DESCRIPTION: Pervious concrete pavement is an effective solution for runoff control and stormwater management and is increasingly used for constructing transportation infrastructure (i.e., arterial roads, parking lots, sidewalks, etc.) throughout the state of Washington. In previous PacTrans projects, the evaluation of surface frictional properties showed that pervious concrete had a higher British Pendulum Number than conventional Portland cement concrete under various conditions (i.e., wet, dry, and iced) and a protocol consisting of an image-based porosity characterization method and the Gibbs-Thompson equation was developed for identifying the time of ice formation in pervious concrete to apply timely winter maintenance.

Since pervious concrete has the same constituents as conventional concrete does, the usage of cement in pervious concrete still has a massive carbon footprint. To make pervious concrete environmentally friendly and sustainable, fly ash, a type of supplementary cementitious material (SCMs), was selected to replace the Portland cement partially or fully in pervious concrete. However, there is a huge insufficiency between the limited availability of SCMs (i.e., 1,300 million tons/year) and the required quantity of cement (i.e., 4,600 million tons/year) for the whole world. Therefore, it is urgent to find a new type of SCMs with sustainable sources for the concrete industry. Biochar is a charcoal-like material derived from various biomass and wastes via thermal conversion under oxygen-limited conditions with zero GHG emissions. Previous studies found three advantages of BC in enhancing the quality of concrete [7–14]: 1) improving the formation of Calcium-Silicate-Hydrate (C-S-H) gel and polymerization degree of C-S-H gel by internal curing; 2) providing higher surface area for nucleation and growth of hydration products, with the potential for increased rate of strength gain; and 3) some BC containing high level of amorphous Si for enhancing pozzolanic activity and resulting in the improvement of mechanical strength of concrete.

The overall research goal of this project is to develop carbon-neutral pervious concrete with engineered biochar for application in the Pacific Northwest region. Pacific Northwest especially Washington State is the best ground for the production and use of biochar, with abundant forestry feedstock, diverse agricultural production systems, and strong industrial and academic expertise.
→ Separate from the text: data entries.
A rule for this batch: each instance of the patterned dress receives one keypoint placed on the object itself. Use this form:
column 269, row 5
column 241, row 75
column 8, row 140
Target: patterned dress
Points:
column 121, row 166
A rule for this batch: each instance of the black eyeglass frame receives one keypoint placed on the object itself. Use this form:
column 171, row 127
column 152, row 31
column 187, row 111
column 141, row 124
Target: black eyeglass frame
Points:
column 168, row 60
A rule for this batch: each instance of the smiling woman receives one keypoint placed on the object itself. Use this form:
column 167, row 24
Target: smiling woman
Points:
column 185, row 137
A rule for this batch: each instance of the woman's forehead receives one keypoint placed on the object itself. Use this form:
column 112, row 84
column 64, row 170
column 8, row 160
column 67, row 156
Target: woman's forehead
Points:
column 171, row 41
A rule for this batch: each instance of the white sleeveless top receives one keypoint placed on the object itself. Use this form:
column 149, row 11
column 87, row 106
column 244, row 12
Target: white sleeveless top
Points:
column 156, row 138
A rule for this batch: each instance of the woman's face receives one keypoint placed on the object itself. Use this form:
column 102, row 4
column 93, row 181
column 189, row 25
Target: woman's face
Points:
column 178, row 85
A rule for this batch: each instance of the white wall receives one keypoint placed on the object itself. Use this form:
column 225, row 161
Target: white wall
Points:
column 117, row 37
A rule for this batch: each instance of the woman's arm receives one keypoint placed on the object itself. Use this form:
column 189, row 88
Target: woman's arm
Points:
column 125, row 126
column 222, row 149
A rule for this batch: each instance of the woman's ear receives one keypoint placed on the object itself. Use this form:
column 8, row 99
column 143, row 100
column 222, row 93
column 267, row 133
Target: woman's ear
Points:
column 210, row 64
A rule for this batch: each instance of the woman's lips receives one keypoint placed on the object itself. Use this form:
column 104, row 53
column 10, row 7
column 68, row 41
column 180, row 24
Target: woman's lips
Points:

This proposed work fits well under the PacTrans thrusts of “Safety and Mobility”, and “Sustainable solution for the diversetransportation needs of the Pacific Northwest”. The results help the State Department of Transportation (DOTs) and other roadway agencies in the region to construct pervious concrete infrastructure with net-zero carbon footprint.

DELIVERABLE DUE DATE DATE RECEIVED
Research Project Progress Report #1 10/10/2024
Research Project Progress Report #2 4/10/2025
No Cost Extension Request 6/15/2025
Draft Report 6/15/2025
Final Project Report 7/15/2025